Deutscher Milchmarkt in Stichworten
BONN. Nachdem sich die Milchanlieferungen an die Molkereien in Deutschland nach der großen Hitzewelle Mitte Juli entgegen dem saisonalen Verlauf etwas erhöht hatten, dürfte das Aufkommen gegen Ende des Monats wieder leicht zurückgegangen sein. Laut Angaben der Landesvereinigung der Milchwirtschaft Niedersachsen nahm das Rohstoffaufkommen in dem Bundesland während der Woche zum 1. August 2010 gegenüber der Vorwoche um 0,9 % ab; in Rheinland-Pfalz verringerte sich die Liefermenge um 0,7 %. Ein saisonales Plus um 2,9 % wurde hingegen von der Landesvereinigung in Nordrhein-Westfalen gemeldet. Der Verband der Milcherzeuger Bayerns (VMB) berichtete, dass sich die Milcherzeugung im Freistaat aufgrund eines leichten Temperaturrückganges wieder geringfügig erholen konnte. In der Woche zum 25. Juli war das von den Molkereien erfasste Milchaufkommen bundesweit um 1,6 % gestiegen, wobei die Liefermenge in Ostdeutschland saisonal um 4,3 % und in den alten Ländern um 0,9 % gesteigert wurde.

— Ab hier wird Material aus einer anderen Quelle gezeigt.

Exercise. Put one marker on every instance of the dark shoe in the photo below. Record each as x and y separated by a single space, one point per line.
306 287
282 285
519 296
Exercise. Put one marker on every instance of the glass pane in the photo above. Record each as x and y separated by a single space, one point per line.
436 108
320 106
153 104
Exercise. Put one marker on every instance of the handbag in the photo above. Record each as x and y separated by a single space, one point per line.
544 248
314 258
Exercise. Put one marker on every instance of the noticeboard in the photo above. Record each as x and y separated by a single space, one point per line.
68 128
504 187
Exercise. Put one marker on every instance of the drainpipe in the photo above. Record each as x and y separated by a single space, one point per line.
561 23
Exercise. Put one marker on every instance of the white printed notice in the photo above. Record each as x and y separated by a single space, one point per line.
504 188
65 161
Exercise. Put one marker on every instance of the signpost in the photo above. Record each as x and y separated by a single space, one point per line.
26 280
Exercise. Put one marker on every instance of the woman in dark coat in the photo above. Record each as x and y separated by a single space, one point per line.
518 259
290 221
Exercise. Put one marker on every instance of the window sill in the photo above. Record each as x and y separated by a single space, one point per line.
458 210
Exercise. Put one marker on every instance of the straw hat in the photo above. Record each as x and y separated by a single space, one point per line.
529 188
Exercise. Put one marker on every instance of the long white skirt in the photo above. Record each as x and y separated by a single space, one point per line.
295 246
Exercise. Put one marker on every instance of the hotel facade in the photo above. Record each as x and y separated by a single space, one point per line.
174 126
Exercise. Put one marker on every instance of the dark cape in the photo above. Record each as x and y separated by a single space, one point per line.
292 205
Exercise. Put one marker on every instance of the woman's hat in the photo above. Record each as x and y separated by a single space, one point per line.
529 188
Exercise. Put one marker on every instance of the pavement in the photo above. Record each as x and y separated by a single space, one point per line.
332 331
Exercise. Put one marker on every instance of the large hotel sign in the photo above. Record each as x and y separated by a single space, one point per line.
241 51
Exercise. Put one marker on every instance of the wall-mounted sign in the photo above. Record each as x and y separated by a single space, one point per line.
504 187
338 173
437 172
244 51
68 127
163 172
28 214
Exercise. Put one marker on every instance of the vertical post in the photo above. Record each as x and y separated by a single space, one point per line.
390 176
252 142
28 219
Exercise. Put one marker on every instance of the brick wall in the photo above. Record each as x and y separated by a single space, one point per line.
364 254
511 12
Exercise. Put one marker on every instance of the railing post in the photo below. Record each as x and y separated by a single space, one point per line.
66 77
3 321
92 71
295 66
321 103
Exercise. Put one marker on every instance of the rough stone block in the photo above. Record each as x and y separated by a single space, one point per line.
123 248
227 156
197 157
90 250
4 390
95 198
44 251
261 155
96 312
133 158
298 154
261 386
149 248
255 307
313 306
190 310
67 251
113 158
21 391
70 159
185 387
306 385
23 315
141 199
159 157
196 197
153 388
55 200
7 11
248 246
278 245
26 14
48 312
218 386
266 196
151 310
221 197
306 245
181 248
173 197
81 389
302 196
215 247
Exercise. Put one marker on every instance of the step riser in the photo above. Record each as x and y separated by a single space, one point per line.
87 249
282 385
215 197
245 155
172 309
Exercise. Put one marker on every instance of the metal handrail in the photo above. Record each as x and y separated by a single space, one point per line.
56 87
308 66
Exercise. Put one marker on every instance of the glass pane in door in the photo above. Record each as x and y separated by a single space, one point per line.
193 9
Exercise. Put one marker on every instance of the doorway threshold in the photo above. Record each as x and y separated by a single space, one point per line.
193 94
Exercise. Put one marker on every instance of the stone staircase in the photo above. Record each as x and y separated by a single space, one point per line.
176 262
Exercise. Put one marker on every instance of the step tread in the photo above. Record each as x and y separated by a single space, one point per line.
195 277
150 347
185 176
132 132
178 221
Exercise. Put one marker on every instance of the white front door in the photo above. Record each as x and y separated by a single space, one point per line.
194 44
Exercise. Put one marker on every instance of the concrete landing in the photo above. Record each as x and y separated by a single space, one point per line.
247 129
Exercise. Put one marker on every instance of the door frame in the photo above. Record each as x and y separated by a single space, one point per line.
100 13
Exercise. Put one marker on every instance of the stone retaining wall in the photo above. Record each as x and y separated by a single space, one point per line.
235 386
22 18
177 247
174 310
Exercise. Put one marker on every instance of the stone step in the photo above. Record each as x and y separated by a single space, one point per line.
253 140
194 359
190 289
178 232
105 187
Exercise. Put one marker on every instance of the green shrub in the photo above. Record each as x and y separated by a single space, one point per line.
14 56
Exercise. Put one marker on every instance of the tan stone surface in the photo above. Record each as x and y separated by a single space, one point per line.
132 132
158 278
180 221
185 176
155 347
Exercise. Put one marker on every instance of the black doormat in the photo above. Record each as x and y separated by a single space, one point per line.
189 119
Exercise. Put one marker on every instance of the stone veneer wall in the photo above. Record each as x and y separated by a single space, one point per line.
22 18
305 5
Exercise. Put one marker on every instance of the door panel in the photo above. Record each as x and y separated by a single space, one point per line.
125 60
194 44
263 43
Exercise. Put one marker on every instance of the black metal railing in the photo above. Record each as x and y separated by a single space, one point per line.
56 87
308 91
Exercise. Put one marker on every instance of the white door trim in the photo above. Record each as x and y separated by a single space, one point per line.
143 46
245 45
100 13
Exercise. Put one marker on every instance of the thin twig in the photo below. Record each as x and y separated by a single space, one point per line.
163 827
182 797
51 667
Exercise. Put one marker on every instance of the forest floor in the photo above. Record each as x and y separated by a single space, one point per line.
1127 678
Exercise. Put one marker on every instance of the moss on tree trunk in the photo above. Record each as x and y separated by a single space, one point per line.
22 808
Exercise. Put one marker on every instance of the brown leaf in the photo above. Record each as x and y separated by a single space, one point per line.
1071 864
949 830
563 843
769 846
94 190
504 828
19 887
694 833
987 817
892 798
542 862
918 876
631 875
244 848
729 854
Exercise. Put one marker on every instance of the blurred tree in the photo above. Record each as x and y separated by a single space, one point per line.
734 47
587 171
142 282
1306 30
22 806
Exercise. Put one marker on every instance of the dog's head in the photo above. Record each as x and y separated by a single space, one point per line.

Das deutschlandweite Anlieferungsvolumen lag um 2,1 % über dem Niveau der vergleichbaren Woche von 2009. Ausschlaggebend dafür war die Entwicklung im Westen, wo die Vorjahresmenge um 2,7 % übertroffen wurde. In Ostdeutschland blieb das Aufkommen hingegen unverändert. Die Milchanlieferungen in Niedersachsen und Nordrhein-Westfalen übertrafen das vergleichbare Volumen von 2009 um 2,4 % beziehungsweise 8,3 %.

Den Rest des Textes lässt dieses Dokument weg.